I’m grading Miguel very harshly, because I feel like I’ve got skin in the game, but my hope for 2019 is that we see the electricity of 2017, combined with the consistency of 2018, and hopefully with fewer mental errors that cause him to ship time. If he manages that, he’ll be winning grand tours. If not, he might have found a ceiling. I’ve got two cycling mantras at the moment, and they’re clashing when I think about Miggy. Is this a time to chant “fluid climbing is a fungible skill” or “give guys a year longer before you give up”? Intriguing indeed.

So, what happens next?

I’m reasonably confident about this season, which means I’m almost certainly going to be wrong.
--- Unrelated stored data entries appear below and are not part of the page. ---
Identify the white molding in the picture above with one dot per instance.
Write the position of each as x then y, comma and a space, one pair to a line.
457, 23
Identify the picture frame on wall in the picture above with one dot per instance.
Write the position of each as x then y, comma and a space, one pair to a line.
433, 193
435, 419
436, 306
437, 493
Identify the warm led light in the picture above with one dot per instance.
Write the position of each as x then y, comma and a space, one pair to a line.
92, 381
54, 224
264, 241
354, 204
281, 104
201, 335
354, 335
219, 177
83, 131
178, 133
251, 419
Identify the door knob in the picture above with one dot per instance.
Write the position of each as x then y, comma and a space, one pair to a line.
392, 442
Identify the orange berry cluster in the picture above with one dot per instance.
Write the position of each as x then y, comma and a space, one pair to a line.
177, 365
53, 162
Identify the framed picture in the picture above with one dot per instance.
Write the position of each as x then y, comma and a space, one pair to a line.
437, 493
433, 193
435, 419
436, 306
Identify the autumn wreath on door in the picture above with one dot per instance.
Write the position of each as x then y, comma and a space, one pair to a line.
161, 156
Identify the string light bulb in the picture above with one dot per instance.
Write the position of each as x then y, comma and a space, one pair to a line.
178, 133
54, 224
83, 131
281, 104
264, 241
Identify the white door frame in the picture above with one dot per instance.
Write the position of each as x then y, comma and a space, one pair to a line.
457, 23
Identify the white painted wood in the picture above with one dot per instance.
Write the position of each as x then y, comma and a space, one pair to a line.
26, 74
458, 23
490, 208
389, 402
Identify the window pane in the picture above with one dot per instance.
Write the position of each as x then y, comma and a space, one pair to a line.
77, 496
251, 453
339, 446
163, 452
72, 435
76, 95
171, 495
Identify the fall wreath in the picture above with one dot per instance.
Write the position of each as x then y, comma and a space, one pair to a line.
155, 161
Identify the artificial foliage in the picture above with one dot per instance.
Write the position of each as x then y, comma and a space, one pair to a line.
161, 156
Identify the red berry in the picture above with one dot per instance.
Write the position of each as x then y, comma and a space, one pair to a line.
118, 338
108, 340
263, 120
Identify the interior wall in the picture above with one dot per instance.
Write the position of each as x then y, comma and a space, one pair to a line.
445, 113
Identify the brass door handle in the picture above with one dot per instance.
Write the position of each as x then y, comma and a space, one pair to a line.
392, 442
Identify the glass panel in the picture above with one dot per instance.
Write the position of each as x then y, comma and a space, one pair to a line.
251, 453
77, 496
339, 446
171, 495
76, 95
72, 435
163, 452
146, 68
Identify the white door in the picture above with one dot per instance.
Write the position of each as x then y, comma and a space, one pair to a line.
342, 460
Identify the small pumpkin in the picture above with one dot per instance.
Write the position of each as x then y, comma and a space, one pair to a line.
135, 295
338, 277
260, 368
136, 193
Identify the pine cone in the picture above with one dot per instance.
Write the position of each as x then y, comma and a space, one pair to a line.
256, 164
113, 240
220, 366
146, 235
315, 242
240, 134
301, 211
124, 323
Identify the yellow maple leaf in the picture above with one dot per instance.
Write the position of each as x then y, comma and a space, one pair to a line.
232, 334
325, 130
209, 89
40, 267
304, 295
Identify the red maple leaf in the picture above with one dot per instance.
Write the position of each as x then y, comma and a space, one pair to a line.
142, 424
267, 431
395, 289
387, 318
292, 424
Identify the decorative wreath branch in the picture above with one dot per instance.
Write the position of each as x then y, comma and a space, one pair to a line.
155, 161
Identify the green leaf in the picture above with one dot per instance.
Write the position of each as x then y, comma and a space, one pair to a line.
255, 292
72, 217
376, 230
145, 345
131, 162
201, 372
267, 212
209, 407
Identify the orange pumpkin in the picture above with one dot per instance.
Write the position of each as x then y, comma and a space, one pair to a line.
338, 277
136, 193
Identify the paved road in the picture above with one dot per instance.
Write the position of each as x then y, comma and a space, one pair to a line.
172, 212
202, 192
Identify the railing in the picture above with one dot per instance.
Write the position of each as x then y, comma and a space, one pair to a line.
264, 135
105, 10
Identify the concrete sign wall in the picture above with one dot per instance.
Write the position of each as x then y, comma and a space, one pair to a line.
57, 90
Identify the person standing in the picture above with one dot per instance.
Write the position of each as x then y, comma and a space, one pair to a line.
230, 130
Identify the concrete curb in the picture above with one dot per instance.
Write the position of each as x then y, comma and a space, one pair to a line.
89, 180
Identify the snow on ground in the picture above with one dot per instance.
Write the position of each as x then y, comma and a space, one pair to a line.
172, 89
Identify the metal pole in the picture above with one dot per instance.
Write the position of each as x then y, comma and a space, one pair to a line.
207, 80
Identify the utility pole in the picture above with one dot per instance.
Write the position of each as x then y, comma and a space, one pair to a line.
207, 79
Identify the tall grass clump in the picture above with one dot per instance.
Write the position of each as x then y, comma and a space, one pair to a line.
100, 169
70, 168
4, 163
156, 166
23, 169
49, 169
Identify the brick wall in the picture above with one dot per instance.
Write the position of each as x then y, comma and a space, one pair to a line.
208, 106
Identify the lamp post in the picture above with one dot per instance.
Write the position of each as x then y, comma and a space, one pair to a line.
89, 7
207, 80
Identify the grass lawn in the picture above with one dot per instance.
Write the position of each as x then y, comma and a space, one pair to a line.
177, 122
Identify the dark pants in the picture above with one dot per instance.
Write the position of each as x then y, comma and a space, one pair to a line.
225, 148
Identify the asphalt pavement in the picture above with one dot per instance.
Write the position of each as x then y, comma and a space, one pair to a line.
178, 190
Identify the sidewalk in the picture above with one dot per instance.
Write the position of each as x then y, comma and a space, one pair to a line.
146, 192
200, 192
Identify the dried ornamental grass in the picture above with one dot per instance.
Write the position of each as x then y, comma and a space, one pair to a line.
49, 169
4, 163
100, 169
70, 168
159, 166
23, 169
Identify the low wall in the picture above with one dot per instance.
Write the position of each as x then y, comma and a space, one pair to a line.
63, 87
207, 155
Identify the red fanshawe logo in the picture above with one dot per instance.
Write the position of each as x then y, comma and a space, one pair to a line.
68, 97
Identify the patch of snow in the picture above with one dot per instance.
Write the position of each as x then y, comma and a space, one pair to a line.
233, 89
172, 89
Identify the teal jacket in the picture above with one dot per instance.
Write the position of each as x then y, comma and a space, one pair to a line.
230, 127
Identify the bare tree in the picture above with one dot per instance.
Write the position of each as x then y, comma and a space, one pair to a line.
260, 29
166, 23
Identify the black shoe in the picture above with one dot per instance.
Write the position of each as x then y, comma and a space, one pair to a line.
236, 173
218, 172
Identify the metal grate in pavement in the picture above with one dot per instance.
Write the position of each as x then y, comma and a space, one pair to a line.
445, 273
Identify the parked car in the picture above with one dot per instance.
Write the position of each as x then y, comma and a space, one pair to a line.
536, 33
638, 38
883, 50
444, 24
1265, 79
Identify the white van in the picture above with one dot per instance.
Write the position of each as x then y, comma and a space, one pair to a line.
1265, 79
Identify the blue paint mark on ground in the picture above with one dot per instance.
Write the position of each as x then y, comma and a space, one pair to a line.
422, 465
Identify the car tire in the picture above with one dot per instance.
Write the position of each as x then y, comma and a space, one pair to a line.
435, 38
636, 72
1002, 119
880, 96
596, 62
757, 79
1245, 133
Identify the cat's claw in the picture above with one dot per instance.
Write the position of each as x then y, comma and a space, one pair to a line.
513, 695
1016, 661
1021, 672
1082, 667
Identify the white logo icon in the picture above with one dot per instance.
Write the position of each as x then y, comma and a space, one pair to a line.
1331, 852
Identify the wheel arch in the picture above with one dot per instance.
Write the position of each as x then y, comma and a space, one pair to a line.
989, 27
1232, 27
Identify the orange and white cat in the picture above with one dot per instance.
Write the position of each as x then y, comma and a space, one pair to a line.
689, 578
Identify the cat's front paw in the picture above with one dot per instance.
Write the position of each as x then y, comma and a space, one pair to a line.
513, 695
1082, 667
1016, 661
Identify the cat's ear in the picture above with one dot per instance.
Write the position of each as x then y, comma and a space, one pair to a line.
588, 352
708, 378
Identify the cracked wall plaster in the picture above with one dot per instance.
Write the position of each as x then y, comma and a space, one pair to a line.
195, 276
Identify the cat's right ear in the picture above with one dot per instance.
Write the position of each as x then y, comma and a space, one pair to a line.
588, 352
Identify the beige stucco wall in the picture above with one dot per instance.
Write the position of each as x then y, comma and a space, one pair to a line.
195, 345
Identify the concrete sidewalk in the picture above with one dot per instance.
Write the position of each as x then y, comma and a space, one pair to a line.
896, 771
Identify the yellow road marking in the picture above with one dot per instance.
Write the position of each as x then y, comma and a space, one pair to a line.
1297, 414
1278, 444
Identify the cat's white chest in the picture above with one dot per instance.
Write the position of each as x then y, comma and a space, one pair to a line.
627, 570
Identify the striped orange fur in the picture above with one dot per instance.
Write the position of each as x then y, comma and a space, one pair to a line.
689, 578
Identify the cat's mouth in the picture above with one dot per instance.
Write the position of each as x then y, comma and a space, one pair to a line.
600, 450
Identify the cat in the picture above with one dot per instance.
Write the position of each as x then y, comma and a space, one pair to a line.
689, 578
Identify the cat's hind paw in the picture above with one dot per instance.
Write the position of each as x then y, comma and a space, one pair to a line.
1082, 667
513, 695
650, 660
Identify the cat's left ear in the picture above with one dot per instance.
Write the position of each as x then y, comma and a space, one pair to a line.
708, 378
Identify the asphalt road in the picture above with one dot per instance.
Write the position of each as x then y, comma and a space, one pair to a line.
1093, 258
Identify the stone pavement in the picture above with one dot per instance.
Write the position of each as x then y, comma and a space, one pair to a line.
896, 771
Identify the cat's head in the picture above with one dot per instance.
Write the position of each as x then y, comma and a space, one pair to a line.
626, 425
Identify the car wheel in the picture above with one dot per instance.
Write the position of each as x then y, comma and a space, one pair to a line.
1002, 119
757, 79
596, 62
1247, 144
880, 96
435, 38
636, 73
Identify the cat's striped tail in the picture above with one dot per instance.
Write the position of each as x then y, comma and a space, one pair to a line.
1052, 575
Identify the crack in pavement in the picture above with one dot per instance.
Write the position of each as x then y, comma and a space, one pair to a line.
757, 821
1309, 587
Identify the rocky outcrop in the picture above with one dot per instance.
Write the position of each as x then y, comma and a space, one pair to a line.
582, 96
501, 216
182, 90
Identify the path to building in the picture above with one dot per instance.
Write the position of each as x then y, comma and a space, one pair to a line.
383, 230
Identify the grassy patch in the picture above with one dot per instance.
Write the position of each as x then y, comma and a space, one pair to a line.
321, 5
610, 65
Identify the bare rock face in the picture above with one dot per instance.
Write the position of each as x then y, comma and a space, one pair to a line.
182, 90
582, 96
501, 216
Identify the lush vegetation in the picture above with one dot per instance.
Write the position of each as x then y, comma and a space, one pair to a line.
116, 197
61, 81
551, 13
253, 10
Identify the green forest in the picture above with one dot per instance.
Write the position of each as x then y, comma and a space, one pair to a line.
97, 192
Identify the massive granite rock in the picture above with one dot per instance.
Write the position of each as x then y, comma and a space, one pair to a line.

There isn’t much by way of sprinting, or cobbles, though they retain credibility through Cort. This team will succeed or fail based on the level of success they can achieve in general classification (most particularly in the grand tours) and to a lesser extent in the hilly classics. The current plan has Lopez going back to the Giro and the Vuelta, which I think is a mistake, and Fuglsang doing the Ardennes and the Tour. He’s also scheduled to ride Flanders. At 33 he’d be a late debutante but let’s not focus on that, and be glad he’s going to the party at all.

In support of the pair we have Bilbao, Hirt, the Izagirres and plenty more. At no point will the mountain train rival Sky’s, but nor will it be an excuse for falling short of goals. I think those goals need to be pretty lofty for this team, because stagnation is a risk.

There’s no reason Lopez can’t win a Grand Tour this year. If he doesn’t, he certainly needs to win a World Tour stage race (he’s scheduled for Paris-Nice, Catalunya, the Alps and Romandie, which gives him chances) and repeat his dual-podium trick. The rest of the team need to keep grabbing stages, competing in the toughest hilly classics, and trying to keep the victory total high whilst boosting the team’s presence in the biggest races. Losing Valgren is bad, but it isn’t enough of an excuse. This team should step forward in 2019.